Jerusalem, on the other hand, is an inspired choice for a garden. In-theatre productions have to construct Rooster's forest on a stage. Here, it is in its natural environment. The leafy archways leading to the Lodgings form perfect, tree-like entrances, the bushes and shrubs become willing pieces of scenery, and the evening blackbirds provide a soundtrack that sings, 'This is England'. It's a set that truly finds tongues in trees, books in the running brooks, sermons in stones, and whizz in every thing. The Billys have even imported a full-size, skuzzy caravan, Rooster's undesirable residence, which hulks half-seen in the background, like a remnant of Mark Rylance's West End production.

The other ingredient that makes this show a towering achievement is a collection of performances from a cast who nail the comedy, danger and magic in equal measure. Acting characters who are off their heads on drugs or alcohol is no easy task: they often come out mumbling and tiresome. But Ezana Betru, Orla Grist, Nicholas Crossa (I don't normally list names but they damn well deserve it), Peregrine Neger, Hannah Suckling, Sanaa Pasha, and Alexander Lloyd-Elliott turn Rooster's posse of pissed pals into a group of fascinating, tragic individuals whose failed-but-funny lives fuel the show with mournful comedy. If you passed these people in a woodland glade while out walking the dog, you'd probably creep away in terror. Butterworth forces us to hear them and accept them as humans. 

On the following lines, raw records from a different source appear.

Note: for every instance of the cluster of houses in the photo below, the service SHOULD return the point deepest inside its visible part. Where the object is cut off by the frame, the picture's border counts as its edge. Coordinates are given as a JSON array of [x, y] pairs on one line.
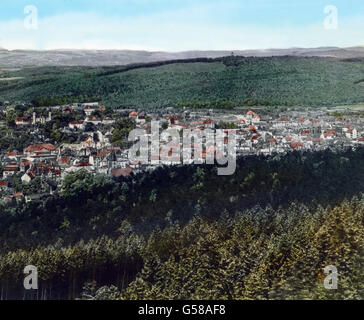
[[256, 134]]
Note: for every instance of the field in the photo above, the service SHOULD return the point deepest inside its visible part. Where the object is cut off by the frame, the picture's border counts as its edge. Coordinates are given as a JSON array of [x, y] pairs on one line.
[[222, 82]]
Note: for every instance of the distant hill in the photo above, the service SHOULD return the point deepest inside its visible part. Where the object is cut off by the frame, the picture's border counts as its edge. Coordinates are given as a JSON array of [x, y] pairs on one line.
[[196, 83], [26, 58]]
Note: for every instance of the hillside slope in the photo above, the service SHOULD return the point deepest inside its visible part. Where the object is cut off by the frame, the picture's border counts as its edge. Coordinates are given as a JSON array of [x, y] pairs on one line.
[[229, 81]]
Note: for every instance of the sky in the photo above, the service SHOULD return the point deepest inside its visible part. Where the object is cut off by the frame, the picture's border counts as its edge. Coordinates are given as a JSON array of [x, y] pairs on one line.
[[180, 25]]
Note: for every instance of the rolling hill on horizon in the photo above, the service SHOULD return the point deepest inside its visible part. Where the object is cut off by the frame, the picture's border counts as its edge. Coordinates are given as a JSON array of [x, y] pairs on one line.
[[199, 82], [93, 58]]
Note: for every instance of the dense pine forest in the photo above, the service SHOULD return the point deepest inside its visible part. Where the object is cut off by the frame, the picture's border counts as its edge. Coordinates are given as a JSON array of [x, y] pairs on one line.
[[184, 232], [196, 83]]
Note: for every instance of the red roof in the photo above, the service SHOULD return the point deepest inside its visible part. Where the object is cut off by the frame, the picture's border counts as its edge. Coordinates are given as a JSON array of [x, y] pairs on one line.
[[329, 133], [40, 147], [10, 154], [295, 145], [252, 128]]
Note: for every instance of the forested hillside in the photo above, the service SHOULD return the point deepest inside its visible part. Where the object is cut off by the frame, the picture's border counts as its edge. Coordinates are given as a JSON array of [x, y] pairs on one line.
[[221, 82], [183, 232]]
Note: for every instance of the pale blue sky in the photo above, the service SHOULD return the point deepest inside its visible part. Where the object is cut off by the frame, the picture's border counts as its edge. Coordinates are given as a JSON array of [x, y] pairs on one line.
[[176, 25]]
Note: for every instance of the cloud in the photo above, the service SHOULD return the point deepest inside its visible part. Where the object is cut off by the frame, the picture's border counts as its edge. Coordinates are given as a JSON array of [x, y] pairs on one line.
[[196, 27]]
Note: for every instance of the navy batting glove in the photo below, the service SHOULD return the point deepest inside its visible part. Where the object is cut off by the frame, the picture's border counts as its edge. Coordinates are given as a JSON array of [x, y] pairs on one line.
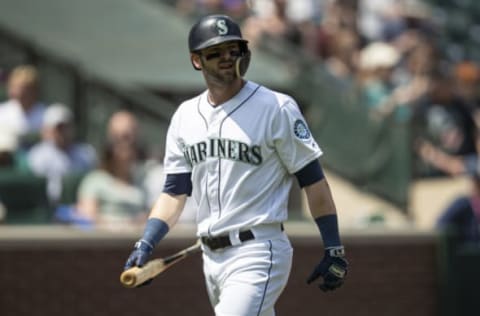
[[140, 254], [332, 268]]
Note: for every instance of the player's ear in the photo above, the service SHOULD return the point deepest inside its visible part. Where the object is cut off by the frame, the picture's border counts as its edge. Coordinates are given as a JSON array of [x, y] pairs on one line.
[[196, 61]]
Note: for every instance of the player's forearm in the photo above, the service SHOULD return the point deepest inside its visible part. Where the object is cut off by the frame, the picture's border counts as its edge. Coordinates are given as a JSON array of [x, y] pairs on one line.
[[168, 208], [319, 198], [322, 208]]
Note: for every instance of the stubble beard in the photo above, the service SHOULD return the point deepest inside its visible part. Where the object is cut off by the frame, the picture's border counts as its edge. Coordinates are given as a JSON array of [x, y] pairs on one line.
[[224, 77]]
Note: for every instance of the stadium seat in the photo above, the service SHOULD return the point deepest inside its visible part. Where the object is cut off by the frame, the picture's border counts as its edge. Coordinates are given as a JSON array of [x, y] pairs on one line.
[[25, 198]]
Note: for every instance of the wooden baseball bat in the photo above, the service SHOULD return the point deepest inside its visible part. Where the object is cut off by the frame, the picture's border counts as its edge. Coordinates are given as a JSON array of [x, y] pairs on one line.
[[135, 276]]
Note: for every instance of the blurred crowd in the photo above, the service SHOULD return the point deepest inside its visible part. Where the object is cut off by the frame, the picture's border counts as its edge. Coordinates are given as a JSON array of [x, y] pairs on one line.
[[387, 49], [115, 184], [390, 52]]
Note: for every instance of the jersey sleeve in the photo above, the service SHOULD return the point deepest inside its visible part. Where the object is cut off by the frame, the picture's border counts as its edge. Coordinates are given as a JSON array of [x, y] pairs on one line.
[[174, 160], [292, 138]]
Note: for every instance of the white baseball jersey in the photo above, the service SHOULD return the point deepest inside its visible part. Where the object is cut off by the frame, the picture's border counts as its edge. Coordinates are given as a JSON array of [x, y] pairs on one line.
[[241, 154]]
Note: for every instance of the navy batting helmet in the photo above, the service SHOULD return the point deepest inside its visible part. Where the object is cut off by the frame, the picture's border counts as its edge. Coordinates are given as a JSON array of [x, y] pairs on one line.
[[216, 29]]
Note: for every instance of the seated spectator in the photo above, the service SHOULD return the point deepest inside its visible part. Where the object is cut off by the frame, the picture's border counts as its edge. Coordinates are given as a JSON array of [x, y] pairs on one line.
[[462, 216], [376, 63], [123, 126], [272, 22], [23, 113], [446, 121], [11, 157], [58, 155], [112, 196]]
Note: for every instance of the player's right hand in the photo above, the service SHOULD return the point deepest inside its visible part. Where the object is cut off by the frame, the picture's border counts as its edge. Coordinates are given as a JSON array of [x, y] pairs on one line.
[[333, 269], [140, 254]]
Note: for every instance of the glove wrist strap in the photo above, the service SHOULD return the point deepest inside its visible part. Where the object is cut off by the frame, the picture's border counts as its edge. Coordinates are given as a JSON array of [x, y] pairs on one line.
[[328, 227], [155, 230]]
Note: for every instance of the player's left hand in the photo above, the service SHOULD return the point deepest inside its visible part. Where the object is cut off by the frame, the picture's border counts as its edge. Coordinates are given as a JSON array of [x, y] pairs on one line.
[[333, 269]]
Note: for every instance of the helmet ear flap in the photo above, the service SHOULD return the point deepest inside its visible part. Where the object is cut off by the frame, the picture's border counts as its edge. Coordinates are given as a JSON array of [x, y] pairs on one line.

But it's the role of Rooster himself that makes or breaks Jerusalem. It's a gigantic part: conniving, petty, mystical and pagan. The actor who takes it on has umpteen monologues to recite, and somehow has to give audiences a glimpse of the eternal. Adoloras is more than up to the task. He chats in a slurred, offhand Wiltshire brogue, while capturing the entire garden in a charismatic spell. Some of his lines hit you like a prophecy of doom ('I said, "Mother, what is this dark place?" and the response, "‘Tis England, my boy. England."') At one point he forces his ex-lover Dawn to look in his eyes, and then asks her, 'Do you see it?' She can reply only 'Yes'. And I think we see it too.

Adoloras's performance is all the more astonishing when you realise that every day this week, while acting Rooster in the evening, he has been taking Finals exams during the day. As I may have said before, only in Oxford.

Jerusalem is often cited as one of the greatest plays of the 21st century. In the magic of Magdalen garden you can see why. At the very moment that Peregrine Neger's Professor calls for an explanation, the bells of the Great Tower answer with their ancient chime. It may be coincidence, but it feels like we're in sync with something beyond our control. This production invites us to keep that connection alive.